# No respect: Navy is the least prestigious military branch in the eyes of Americans



## Blizzard (May 23, 2014)

For your reading enjoyment and banter:
http://www.washingtontimes.com/news/2014/may/23/army-most-important-marines-most-prestigious-poll-/


> Americans say the U.S. Army is the most important service branch to national defense, but the Marine Corps is still considered the most prestigious, said a Gallup poll released Friday...


 
Note: I put no stock in these kind of polls, they're rather pointless, but for some reason still find them mildly entertaining.


----------



## Grunt (May 23, 2014)

I am never shocked by those types of polls. In fact, many -- if not most -- of the people that I speak with on a regular basis don't even know all the branches that make up the US Armed Forces.


----------



## Diamondback 2/2 (May 23, 2014)

Its one thing to have interservice rivalry between the different branches. But what really pisses me off is the amount of "never served but I like X" retards out there who 1) make stupid polls like this and 2) actually are disrespectful enough to cast a vote in them.
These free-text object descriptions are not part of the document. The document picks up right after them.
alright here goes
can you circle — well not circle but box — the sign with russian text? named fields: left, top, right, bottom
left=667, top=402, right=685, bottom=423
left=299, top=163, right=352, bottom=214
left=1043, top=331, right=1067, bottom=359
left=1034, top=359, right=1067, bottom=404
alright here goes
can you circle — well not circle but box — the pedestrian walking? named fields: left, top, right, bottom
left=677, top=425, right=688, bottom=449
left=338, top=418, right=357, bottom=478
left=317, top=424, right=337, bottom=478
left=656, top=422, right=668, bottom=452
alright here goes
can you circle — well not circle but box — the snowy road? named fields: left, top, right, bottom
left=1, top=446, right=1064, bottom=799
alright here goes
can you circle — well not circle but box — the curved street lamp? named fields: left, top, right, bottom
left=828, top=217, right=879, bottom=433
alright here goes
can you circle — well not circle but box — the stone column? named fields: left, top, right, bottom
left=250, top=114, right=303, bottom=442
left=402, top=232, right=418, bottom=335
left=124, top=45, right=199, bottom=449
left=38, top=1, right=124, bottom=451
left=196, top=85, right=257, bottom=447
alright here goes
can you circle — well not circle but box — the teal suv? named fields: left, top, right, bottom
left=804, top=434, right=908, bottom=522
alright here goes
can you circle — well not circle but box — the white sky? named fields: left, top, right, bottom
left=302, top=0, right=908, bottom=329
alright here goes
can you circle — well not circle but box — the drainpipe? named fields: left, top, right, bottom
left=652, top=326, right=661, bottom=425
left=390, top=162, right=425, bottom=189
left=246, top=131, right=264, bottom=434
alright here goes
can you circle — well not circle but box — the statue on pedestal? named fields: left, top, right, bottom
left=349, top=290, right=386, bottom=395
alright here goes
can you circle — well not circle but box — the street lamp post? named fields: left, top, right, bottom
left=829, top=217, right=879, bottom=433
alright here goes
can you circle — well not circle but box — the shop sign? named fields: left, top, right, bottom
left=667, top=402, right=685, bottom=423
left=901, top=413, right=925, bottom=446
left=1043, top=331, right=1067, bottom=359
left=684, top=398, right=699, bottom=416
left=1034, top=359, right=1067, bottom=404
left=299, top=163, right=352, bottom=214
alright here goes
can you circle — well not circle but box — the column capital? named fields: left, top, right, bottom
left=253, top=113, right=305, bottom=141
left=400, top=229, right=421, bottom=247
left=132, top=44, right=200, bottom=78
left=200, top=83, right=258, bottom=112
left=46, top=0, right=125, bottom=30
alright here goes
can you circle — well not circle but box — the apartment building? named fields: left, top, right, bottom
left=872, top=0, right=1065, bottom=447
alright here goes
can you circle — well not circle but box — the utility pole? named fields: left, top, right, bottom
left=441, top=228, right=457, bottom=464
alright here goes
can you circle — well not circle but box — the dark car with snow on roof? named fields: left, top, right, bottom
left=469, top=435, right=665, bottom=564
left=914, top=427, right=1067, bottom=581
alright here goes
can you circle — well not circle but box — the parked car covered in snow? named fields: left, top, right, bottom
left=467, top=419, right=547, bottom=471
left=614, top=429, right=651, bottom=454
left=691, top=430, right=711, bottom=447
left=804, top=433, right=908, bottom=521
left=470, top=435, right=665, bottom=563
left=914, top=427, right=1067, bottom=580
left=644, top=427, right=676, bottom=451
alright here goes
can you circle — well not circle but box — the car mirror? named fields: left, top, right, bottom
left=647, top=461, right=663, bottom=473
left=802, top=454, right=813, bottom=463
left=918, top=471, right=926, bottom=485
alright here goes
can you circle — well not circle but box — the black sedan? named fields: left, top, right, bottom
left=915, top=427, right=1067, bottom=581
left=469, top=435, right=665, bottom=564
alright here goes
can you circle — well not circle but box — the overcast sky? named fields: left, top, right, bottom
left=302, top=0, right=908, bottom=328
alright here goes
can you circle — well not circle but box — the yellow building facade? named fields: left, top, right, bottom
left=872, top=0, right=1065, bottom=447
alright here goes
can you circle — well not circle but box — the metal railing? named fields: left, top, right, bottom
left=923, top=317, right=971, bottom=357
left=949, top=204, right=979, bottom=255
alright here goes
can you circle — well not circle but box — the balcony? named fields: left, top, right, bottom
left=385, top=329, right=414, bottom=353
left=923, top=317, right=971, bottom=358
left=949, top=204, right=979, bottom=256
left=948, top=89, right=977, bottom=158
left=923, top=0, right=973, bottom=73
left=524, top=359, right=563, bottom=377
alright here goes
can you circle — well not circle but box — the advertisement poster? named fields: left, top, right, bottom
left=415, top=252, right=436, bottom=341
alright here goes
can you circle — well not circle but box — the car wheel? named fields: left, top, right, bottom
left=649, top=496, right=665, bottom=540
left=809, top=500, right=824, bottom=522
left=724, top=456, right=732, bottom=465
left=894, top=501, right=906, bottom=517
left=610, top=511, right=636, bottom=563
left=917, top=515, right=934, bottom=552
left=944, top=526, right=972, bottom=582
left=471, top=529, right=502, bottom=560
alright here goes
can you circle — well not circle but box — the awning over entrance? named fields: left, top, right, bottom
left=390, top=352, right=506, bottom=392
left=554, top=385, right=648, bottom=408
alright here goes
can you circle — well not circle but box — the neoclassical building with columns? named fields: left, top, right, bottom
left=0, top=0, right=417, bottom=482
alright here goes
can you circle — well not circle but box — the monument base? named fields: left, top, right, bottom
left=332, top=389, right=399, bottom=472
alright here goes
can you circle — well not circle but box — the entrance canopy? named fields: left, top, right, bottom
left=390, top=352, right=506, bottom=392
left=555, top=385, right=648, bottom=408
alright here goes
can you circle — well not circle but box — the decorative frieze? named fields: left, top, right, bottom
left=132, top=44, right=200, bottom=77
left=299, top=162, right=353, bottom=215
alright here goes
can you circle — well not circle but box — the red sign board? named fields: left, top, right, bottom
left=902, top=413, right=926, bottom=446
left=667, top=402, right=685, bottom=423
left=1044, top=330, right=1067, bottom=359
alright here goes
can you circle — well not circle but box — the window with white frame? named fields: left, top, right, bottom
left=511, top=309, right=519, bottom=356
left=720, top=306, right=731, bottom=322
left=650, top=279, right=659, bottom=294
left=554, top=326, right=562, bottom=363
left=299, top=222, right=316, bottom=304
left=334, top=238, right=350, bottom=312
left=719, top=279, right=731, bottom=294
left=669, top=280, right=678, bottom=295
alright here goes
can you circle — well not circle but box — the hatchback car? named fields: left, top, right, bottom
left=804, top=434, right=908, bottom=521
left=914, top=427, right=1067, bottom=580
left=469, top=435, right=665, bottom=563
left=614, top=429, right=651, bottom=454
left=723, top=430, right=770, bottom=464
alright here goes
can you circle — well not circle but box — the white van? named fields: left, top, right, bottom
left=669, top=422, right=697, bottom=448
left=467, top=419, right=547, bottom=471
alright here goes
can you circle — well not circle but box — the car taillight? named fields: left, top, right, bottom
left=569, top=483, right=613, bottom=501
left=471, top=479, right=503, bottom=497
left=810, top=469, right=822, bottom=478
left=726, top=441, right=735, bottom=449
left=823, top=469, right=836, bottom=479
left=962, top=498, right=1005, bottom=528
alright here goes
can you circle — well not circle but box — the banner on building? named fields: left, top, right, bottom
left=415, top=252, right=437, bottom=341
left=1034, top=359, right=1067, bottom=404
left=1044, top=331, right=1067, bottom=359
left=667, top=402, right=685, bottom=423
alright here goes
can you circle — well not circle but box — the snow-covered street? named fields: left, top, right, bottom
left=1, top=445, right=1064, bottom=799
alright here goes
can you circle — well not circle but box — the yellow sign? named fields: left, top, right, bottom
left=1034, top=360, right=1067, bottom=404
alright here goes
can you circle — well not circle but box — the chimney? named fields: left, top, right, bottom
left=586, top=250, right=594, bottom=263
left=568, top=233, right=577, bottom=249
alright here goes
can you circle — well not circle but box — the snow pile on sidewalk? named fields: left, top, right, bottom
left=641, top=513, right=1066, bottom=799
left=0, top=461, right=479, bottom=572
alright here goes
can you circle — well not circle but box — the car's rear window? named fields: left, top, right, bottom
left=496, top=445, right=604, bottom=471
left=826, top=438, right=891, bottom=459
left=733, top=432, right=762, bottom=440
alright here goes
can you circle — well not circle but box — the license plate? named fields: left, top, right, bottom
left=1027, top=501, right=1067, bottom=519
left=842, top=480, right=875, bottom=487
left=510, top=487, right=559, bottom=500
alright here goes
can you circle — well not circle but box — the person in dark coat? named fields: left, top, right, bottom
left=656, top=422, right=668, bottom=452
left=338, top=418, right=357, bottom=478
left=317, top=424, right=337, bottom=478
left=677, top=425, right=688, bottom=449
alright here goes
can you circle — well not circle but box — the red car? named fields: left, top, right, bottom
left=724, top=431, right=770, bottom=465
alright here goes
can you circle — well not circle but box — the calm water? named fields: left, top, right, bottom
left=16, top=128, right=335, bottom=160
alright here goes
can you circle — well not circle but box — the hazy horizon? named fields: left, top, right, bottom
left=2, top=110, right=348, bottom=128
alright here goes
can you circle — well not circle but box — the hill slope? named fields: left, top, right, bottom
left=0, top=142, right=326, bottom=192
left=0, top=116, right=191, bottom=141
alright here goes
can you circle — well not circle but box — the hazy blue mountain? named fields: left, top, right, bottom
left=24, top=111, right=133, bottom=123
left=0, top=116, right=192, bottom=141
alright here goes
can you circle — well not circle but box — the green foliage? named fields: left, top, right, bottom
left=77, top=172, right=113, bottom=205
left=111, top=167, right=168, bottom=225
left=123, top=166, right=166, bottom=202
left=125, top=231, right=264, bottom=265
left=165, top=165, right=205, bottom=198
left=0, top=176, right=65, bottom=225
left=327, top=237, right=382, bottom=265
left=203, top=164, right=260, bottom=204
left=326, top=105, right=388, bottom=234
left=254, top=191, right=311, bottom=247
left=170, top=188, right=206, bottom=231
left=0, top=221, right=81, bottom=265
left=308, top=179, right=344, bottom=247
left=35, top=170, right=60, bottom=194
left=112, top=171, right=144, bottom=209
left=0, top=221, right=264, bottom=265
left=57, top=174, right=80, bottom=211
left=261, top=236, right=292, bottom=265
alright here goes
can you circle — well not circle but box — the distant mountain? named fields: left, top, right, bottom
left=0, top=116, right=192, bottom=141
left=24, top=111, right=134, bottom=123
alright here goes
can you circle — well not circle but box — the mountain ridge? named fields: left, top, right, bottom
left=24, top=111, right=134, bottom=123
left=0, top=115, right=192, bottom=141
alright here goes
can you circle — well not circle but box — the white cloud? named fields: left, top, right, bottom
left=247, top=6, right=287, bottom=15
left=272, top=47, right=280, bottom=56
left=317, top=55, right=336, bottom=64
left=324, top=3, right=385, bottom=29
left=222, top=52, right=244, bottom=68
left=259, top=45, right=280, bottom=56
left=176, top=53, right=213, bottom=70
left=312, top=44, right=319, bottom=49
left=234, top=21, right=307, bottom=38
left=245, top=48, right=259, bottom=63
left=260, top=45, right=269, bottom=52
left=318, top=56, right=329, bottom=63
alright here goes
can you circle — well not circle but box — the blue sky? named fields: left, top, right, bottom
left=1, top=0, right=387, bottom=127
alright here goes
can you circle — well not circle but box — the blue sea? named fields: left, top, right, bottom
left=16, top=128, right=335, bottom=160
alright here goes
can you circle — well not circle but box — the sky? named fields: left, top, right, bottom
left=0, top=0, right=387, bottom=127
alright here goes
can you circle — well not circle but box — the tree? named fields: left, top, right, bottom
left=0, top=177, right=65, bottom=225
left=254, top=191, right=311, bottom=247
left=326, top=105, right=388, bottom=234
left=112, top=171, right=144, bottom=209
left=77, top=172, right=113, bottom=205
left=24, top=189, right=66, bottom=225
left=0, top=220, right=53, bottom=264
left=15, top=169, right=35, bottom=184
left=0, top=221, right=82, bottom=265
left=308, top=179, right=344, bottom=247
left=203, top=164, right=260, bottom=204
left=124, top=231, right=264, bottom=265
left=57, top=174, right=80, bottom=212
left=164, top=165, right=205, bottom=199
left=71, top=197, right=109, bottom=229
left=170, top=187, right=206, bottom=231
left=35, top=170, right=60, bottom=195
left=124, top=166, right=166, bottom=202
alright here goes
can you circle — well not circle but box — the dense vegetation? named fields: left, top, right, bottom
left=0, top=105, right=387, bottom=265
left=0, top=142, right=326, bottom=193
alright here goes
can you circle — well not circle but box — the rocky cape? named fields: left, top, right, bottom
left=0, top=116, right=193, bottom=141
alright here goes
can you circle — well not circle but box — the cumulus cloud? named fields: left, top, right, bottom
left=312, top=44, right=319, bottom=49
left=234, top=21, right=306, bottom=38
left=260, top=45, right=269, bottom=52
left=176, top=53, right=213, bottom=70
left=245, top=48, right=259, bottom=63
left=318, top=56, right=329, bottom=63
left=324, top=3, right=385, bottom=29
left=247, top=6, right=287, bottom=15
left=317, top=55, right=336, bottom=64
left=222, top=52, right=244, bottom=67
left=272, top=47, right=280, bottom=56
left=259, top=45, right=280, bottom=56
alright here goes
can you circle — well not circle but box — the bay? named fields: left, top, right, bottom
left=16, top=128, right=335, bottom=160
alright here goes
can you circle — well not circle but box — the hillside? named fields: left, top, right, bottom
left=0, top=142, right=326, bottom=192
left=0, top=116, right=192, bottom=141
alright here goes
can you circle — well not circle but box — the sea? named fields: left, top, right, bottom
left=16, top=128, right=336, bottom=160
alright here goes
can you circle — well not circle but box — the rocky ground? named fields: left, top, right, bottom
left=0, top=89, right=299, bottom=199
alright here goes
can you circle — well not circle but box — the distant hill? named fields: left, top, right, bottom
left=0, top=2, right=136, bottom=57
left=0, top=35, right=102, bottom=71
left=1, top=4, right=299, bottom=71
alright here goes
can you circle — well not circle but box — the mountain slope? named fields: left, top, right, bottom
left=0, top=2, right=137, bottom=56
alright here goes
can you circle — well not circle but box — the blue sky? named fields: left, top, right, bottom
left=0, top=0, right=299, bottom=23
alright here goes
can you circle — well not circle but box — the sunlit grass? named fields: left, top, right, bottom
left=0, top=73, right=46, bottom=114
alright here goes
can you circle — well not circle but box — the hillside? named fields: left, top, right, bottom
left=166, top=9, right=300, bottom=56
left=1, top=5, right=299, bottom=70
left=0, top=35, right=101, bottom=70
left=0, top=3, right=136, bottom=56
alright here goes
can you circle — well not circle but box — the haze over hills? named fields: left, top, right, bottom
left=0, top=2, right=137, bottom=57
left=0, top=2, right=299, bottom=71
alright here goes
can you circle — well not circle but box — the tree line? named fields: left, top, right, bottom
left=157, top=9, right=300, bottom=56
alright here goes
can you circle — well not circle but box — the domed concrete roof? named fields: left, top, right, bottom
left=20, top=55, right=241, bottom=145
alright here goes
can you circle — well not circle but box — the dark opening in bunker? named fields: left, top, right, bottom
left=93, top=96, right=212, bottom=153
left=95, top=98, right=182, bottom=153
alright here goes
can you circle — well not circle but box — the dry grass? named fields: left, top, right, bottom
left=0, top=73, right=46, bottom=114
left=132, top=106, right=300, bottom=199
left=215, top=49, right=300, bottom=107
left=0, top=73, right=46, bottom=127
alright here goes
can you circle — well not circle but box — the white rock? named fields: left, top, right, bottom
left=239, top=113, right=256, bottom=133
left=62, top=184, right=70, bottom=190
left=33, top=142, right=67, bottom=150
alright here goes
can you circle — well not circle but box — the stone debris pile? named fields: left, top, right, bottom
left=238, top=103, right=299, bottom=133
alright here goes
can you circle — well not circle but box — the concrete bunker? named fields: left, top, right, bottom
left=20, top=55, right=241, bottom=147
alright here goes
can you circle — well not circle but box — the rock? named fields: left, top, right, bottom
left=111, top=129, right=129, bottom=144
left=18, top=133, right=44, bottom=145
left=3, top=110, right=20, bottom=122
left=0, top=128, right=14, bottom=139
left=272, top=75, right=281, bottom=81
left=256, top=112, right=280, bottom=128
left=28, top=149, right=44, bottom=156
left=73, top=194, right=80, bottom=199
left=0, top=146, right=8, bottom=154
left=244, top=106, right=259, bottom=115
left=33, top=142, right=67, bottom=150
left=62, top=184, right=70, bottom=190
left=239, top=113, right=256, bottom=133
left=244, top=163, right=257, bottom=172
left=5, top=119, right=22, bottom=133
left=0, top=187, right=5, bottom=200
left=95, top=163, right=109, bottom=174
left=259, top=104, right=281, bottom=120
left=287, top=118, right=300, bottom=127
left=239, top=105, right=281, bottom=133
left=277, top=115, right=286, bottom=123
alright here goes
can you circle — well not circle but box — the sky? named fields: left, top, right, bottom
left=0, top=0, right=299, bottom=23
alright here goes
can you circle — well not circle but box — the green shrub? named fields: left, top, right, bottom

A sailor scraping the rust and old paint off the ship, repainting, repairing and keep it afloat is just as important as a SEAL putting rounds into UBL. Everyone wants to buy beers and listen to war stories for those people they think are special or more important.  For once I want to meet the guy who did the most mundane job in the military and buy him a beer, asking how did he ever do it, no credit, disrespected, but yet on time and working hard for shit bonuses, peanuts of pay, and no fucking high fives "thank you for your service". That's the guys who should have his beer bought...

My $.02


----------



## AMRUSMCR (May 23, 2014)

"They have a propaganda machine that is almost equal to Stalin's." ~ Harry S Truman


----------



## Chopstick (May 23, 2014)

I guess they missed that part that the USMC is a department of the US Navy or something like that....(said the Mother of the US Marine)


----------



## Teufel (May 23, 2014)

Chopstick said:


> I guess they missed that part that the USMC is a department of the US Navy or something like that....(said the Mother of the US Marine)



The Marine Corps is not a department of the US Navy.  Unfact.  The Marine Corps is not a department of the US Navy.   The Navy and the Marine Corps are both peer organizations within the Department of the Navy.   The Marine Corps is not subordinate to any uniformed Naval Officer but rather to the Secretary of the Navy, just like the US Navy.  Tell your son he should immediately execute 8 counts for misinforming his mother.


----------



## Chopstick (May 23, 2014)

Teufel said:


> The Marine Corps is not a department of the US Navy.  Unfact.  The Marine Corps is not a department of the US Navy.   The Navy and the Marine Corps are both peer organizations within the Department of the Navy.   The Marine Corps is not subordinate to any uniformed Naval Officer but rather to the Secretary of the Navy, just like the US Navy.  Tell your son he should immediately execute 8 counts for misinforming his mother.


He didnt inform me anything.  I heard that someone once.


ETA: As this appears on the "official blog of the United States Marine Corps" is this accurate?

http://marines.dodlive.mil/2010/08/19/department-of-the-navy-and-marine-corps/



> When a sailor gives his life in combat, a letter from the Secretary of the Navy is sent to his family.  When a Marine gives his life in combat, which many have done in some of the most famous battles of our country’s history, a letter from the Secretary of the Navy is sent to his family





> Looking at this issue objectively, the Navy and the Marine Corps are two separate branches of the military serving under one department.


----------



## Teufel (May 23, 2014)

We are both part of the department of the Navy but not part of the US Navy.  If we were part of the US Navy we would fall under the Chief of Naval Operations.


----------



## SkrewzLoose (May 24, 2014)

Teufel said:


> We are both part of the department of the Navy but not part of the US Navy.  If we were part of the US Navy we would fall under the Chief of Naval Operations.


Bingo!


----------



## SpaceshipDoorGunner (May 24, 2014)

I'm really surprised the Army wasn't voted in as least prestigious....


----------



## RetPara (May 28, 2014)

I'm really shocked...  aside from a lot of serious personal hygiene issues, sexual dysfunctional, and a number of other animal related most members of the Navy are fine men, women, and combinations there of.


----------



## Chet-Manley (May 28, 2014)

Can we start a poll on least important/prestigious news source in response?


----------